Por lo que no basta, con que el pueblo soberano apruebe la reforma de la Constitución, ya sea esta parcial o total, sino que también pueda reivindicar su papel como intérprete constitucional en base a la voluntad Constituyente, establecido en el artículo 196.II de la CPE.5
El Tribunal Constitucional Plurinacional, en el numeral 4 de la Resolución de la DCP 43/2023, decidió olvidarse de la voluntad constituyente y se prorrogó el mandato vulnerando el principio de soberanía popular, lo mismo que hizo cuando, vulneró el principio de alternabilidad del artículo 168 y de soberanía popular inmerso en el referéndum de 2016, en la SCP 84/2017.

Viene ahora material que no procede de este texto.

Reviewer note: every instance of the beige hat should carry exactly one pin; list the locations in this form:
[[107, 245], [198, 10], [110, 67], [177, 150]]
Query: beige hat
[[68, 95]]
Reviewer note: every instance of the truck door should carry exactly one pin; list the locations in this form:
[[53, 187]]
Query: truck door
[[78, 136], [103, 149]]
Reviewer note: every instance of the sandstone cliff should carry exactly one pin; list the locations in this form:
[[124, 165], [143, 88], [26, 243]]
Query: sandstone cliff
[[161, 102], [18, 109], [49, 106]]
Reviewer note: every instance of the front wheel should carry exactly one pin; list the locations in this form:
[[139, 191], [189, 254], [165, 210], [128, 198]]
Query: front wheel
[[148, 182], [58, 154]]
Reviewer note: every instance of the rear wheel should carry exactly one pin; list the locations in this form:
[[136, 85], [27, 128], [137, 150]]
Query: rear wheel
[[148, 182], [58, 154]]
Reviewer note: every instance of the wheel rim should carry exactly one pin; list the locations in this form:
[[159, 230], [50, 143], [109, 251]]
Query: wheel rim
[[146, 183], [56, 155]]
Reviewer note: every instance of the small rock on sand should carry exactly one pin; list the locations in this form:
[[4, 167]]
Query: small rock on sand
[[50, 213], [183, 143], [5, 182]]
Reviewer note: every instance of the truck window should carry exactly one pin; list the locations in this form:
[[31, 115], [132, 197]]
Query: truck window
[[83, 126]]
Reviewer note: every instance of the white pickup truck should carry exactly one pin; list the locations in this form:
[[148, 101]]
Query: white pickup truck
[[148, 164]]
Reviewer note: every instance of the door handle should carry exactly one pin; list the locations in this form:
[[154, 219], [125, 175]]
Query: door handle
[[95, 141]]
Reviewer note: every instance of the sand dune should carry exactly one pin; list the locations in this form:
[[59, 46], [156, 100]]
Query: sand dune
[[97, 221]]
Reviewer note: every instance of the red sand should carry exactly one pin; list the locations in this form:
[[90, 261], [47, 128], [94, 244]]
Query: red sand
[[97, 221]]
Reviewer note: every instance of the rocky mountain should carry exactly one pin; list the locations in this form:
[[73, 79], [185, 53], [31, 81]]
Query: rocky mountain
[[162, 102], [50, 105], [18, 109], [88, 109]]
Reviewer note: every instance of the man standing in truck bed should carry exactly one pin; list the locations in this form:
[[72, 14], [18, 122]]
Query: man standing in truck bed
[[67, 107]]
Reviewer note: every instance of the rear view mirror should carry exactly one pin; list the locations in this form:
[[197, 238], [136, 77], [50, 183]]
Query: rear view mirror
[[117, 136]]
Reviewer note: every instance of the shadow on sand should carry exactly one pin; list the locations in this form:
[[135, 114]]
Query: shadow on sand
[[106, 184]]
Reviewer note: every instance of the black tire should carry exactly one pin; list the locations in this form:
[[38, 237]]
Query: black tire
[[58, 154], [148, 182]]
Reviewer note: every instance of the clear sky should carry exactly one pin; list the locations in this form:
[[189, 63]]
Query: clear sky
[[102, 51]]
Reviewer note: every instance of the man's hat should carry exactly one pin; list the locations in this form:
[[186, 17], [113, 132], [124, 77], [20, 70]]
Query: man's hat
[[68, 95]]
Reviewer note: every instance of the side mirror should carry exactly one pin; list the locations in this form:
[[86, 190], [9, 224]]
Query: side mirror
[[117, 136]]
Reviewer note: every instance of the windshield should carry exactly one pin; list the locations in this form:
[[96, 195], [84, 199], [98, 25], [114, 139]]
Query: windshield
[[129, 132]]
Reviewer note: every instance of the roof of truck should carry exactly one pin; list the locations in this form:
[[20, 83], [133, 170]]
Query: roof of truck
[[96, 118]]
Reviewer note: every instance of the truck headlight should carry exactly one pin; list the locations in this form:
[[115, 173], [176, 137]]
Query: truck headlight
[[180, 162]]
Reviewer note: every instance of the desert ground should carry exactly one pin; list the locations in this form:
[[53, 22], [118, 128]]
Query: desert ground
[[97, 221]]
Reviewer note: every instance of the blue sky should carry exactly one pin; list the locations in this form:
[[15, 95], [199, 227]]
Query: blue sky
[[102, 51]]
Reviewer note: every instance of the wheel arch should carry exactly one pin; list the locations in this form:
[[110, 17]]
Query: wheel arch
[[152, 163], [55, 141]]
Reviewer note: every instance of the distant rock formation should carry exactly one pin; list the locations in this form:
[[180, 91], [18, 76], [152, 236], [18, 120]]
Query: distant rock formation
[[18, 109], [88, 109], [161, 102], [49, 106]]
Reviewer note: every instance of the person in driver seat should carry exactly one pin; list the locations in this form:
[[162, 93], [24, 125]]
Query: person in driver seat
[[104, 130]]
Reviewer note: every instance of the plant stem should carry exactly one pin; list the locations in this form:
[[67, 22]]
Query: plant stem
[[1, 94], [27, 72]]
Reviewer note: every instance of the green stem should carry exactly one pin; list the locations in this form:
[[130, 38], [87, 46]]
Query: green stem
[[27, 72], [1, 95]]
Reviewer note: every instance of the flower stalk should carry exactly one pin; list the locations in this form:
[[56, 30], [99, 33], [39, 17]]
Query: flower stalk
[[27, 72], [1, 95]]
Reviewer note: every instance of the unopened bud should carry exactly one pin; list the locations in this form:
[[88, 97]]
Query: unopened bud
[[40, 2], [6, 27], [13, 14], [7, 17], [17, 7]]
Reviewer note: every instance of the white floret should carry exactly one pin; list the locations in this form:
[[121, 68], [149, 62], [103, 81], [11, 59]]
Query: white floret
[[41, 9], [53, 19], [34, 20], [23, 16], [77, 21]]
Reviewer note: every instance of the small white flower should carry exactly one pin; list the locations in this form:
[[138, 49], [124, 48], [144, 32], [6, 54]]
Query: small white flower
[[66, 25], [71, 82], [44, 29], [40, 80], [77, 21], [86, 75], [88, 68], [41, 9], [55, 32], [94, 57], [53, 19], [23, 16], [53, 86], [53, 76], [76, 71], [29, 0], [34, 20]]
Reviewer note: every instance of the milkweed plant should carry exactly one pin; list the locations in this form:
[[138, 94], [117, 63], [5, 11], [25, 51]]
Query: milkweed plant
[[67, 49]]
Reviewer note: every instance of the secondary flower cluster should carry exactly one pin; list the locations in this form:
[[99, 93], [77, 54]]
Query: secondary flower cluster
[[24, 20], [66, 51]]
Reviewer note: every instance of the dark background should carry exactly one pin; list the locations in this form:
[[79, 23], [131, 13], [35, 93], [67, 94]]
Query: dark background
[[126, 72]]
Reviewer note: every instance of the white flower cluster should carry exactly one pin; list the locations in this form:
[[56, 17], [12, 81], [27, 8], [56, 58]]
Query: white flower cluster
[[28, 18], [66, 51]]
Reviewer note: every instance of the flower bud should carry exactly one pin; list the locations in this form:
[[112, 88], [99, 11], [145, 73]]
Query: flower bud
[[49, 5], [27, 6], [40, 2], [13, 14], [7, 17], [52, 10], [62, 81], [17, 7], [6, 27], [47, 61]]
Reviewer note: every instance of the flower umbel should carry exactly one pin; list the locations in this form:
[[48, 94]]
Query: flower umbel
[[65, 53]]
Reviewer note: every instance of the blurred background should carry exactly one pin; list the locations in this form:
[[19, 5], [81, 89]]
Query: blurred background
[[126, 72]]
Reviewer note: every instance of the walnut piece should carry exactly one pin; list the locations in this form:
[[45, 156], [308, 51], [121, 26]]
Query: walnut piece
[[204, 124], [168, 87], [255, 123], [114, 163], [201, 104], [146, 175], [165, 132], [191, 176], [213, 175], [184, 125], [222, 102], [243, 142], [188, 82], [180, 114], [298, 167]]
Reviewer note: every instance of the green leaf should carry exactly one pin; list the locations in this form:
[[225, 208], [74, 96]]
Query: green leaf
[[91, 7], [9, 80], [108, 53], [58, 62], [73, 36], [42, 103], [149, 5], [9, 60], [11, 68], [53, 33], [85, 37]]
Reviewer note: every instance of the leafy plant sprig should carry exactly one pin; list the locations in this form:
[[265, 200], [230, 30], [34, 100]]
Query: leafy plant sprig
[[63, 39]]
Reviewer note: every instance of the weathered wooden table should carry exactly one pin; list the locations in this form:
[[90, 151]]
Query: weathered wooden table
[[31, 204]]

Tampoco existió argumentación alguna para poner por encima la autoprórroga al principio de separación de órganos establecidas en el artículo 12 de la CPE, dado que el único que puede legislar en un caso similar es el órgano legislativo, en este caso la Asamblea Legislativa Plurinacional, en base a una sentencia exhortativa fundamentando debidamente la necesidad de la prórroga de las autoridades judiciales.
Menos existió la debida argumentación en la DCP 43/2023 para anteponer el mandato constitucional del cese de funciones de las y los magistrados de seis años sin derecho a reelección, mandato del soberano expresado en el referendo de 2009, directamente podemos señalar que no existió argumentación, de por qué era necesario prorrogarse el mandato, ello debieron hacerlo como sucedió con la prórroga del mandato a autoridades electas de los órganos ejecutivos y los órganos legislativos en época del COVID.

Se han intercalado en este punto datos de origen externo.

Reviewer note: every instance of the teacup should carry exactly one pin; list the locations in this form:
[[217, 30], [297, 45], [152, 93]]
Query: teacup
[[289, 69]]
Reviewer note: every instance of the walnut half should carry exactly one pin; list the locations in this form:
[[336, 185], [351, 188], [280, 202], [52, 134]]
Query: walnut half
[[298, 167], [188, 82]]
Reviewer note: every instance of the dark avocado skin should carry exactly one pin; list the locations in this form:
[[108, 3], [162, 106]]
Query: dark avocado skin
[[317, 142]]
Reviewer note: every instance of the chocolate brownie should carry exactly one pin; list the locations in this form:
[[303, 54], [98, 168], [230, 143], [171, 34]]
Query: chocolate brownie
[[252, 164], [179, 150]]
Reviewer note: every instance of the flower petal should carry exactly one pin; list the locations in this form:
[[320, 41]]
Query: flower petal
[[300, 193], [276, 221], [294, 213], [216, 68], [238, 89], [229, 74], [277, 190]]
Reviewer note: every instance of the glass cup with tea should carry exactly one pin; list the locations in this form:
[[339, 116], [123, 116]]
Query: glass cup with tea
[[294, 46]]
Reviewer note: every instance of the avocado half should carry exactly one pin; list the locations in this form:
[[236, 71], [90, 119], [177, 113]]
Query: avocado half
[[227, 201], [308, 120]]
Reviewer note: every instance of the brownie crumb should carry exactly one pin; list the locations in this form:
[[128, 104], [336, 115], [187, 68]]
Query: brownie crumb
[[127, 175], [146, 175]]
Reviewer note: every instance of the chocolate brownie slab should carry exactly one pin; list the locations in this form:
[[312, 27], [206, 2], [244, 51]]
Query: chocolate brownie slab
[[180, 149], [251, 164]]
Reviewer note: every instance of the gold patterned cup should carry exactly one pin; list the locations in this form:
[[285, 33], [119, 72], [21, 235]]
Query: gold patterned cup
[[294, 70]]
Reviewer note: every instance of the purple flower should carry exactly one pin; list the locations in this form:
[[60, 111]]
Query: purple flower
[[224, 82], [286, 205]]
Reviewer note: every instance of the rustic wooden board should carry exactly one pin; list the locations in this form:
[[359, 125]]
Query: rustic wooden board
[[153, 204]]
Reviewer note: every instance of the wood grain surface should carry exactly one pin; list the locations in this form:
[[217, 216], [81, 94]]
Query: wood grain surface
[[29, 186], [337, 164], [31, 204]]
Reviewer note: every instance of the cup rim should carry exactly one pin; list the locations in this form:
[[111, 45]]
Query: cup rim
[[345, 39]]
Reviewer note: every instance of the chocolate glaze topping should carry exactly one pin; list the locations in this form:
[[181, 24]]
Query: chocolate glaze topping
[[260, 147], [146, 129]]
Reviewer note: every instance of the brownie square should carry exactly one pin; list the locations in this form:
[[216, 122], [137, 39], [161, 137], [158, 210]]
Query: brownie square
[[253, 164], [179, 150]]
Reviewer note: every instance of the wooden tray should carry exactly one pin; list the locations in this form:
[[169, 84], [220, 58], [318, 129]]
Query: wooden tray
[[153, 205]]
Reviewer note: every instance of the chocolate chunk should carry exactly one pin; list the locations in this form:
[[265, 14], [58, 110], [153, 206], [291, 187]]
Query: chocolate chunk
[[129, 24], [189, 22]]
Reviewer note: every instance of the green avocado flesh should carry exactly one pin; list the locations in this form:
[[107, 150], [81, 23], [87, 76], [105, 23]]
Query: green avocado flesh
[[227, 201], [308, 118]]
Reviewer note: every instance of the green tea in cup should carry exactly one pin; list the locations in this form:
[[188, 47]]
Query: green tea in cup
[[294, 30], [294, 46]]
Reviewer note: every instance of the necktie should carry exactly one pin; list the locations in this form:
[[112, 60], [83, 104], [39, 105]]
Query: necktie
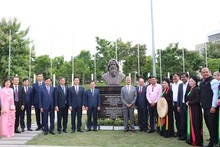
[[76, 90], [63, 87], [48, 90], [16, 93], [140, 90], [128, 88], [92, 92]]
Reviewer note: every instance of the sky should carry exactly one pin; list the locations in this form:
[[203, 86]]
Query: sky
[[65, 27]]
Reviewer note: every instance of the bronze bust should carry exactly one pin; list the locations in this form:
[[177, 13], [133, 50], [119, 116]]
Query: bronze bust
[[113, 77]]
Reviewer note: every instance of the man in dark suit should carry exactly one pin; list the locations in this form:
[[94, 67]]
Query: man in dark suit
[[27, 97], [36, 89], [183, 90], [76, 94], [19, 102], [141, 104], [61, 105], [92, 104], [46, 104]]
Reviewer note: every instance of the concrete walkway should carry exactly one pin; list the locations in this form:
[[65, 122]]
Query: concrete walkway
[[20, 139]]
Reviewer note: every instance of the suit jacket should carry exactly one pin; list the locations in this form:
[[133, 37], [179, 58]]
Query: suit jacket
[[180, 94], [141, 100], [92, 100], [61, 99], [46, 99], [128, 98], [20, 98], [36, 90], [27, 97], [76, 100]]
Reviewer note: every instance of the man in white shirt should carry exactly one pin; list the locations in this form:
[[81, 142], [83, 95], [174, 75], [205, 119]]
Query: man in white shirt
[[183, 90], [175, 86]]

Y finalmente, el mandato de la Constitución Política del Estado, es que el Pueblo Soberano es el único que definirá que artículos de la Constitución vulneran la misma a través del referendo, establecido en el art. 411 de la CPE, dado que el Tribunal Constitucional Plurinacional, sólo es interprete de la misma, más no su reformador.
NOTAS
1 Nota del editor: Se mantiene el sistema de notación presentado por la autora en su artículo original.

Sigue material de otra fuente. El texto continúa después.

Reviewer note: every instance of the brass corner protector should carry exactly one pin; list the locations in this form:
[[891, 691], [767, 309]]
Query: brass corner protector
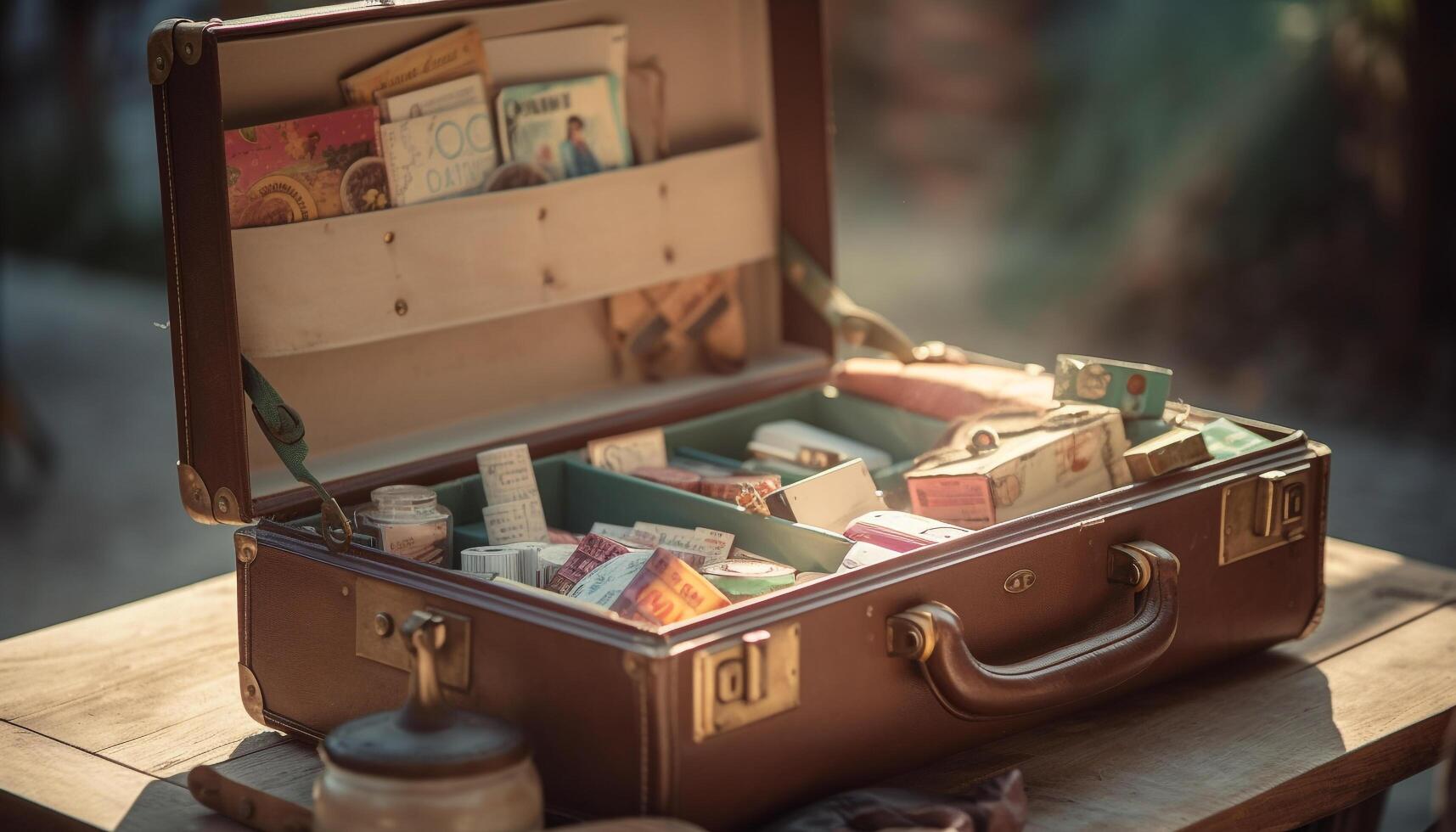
[[195, 498], [252, 694], [159, 51], [246, 545], [226, 509], [1315, 616]]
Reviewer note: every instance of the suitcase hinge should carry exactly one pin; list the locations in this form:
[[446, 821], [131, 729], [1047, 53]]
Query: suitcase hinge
[[172, 40], [745, 679], [252, 694]]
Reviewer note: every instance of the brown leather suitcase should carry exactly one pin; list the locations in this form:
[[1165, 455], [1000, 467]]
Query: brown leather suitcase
[[407, 354]]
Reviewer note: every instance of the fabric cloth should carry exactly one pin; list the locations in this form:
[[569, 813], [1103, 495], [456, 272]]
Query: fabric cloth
[[996, 805]]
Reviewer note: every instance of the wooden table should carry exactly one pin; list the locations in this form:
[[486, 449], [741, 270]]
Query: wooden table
[[104, 716]]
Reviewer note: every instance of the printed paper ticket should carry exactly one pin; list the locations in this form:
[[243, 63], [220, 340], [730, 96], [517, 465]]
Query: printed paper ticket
[[440, 155], [514, 522], [507, 474], [965, 500], [449, 95], [604, 583], [667, 590], [415, 541], [670, 537], [450, 56], [592, 553], [629, 451], [631, 537]]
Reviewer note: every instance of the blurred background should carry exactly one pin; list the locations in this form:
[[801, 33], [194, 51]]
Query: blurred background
[[1254, 193]]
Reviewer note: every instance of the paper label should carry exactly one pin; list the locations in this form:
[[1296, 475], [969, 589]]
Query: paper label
[[863, 555], [604, 583], [514, 522], [507, 474], [415, 541], [571, 127], [440, 155], [629, 451], [628, 535], [431, 99], [450, 56], [670, 537], [305, 168], [667, 590], [592, 553], [965, 500], [712, 544]]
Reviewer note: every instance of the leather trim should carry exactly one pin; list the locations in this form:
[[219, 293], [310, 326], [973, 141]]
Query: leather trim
[[1323, 458], [211, 433]]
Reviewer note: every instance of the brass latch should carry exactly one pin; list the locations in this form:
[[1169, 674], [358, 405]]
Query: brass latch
[[380, 608], [1262, 513], [745, 679]]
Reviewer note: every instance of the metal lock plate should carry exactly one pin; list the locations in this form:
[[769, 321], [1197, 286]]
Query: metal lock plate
[[380, 608], [745, 679], [1264, 513]]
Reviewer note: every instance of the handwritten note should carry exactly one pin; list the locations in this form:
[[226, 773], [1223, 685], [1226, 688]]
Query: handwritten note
[[629, 451]]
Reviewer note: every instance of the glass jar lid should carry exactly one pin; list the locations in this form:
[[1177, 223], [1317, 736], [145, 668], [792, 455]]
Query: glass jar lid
[[385, 745], [403, 498]]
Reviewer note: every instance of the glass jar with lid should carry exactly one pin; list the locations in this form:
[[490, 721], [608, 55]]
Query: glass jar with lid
[[408, 520], [427, 767]]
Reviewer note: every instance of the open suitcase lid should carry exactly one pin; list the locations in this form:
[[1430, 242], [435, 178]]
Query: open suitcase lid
[[413, 337]]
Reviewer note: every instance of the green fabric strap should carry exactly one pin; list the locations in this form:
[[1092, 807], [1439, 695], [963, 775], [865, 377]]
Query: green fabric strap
[[284, 431]]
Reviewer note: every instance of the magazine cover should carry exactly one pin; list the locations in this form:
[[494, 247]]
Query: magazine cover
[[305, 168], [570, 127]]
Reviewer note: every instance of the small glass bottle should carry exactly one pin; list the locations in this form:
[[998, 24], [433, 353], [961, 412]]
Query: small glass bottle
[[427, 767], [408, 520]]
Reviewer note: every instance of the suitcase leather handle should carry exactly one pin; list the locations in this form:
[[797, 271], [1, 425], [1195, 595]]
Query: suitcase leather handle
[[930, 634]]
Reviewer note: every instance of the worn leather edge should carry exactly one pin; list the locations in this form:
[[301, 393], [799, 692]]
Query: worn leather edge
[[207, 378], [1323, 458]]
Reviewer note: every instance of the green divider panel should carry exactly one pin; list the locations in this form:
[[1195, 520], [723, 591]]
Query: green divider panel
[[899, 433], [576, 496], [594, 494]]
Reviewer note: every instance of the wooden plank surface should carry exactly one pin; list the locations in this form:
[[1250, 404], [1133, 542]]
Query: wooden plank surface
[[44, 783], [104, 716], [152, 685]]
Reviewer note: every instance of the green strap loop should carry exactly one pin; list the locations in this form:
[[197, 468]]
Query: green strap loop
[[283, 427]]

2 Docente interina en la Facultad de Ciencias Jurídicas y Políticas de la Universidad Autónoma Juan Misael Saracho. Doctorante en Derecho Constitucional y Derechos Humanos, Máster en Derecho Constitucional, Derechos Humanos y Derecho Procesal , Master en Derechos de la Infancia y Adolescencia, Especialista en Derechos Humanos, Especialista en Docencia Universitaria e Investigación Educativa, diplomados en Derecho Constitucional, Gestión Legal de Contratos y Garantías de Ejecución de Obras y Estudios para el Desarrollo; Teoría y Práctica Pedagógica Universitaria; Ciencias Penales, Derecho Civil, Licenciada en Derecho, Ciencias Políticas y Sociales. Correo electrónico: magdalidia@gmail.com y ORCID: 0009-0002-0496-4010
3 Artículo 203. Las decisiones y sentencias del Tribunal Constitucional Plurinacional son de carácter vinculante y de cumplimiento obligatorio, y contra ellas no cabe recurso ordinario ulterior alguno.”
4 Artículo 200. El tiempo de ejercicio, la permanencia y la cesación en el cargo establecidos para las Magistradas y los Magistrados del Tribunal Supremo de Justicia será de aplicación a los miembros del Tribunal Constitucional Plurinacional.
5 “En su función interpretativa, el Tribunal Constitucional Plurinacional aplicará como criterio de interpretación, con preferencia, la voluntad del constituyente, de acuerdo con sus documentos, actas y resoluciones, así como el tenor literal del texto”.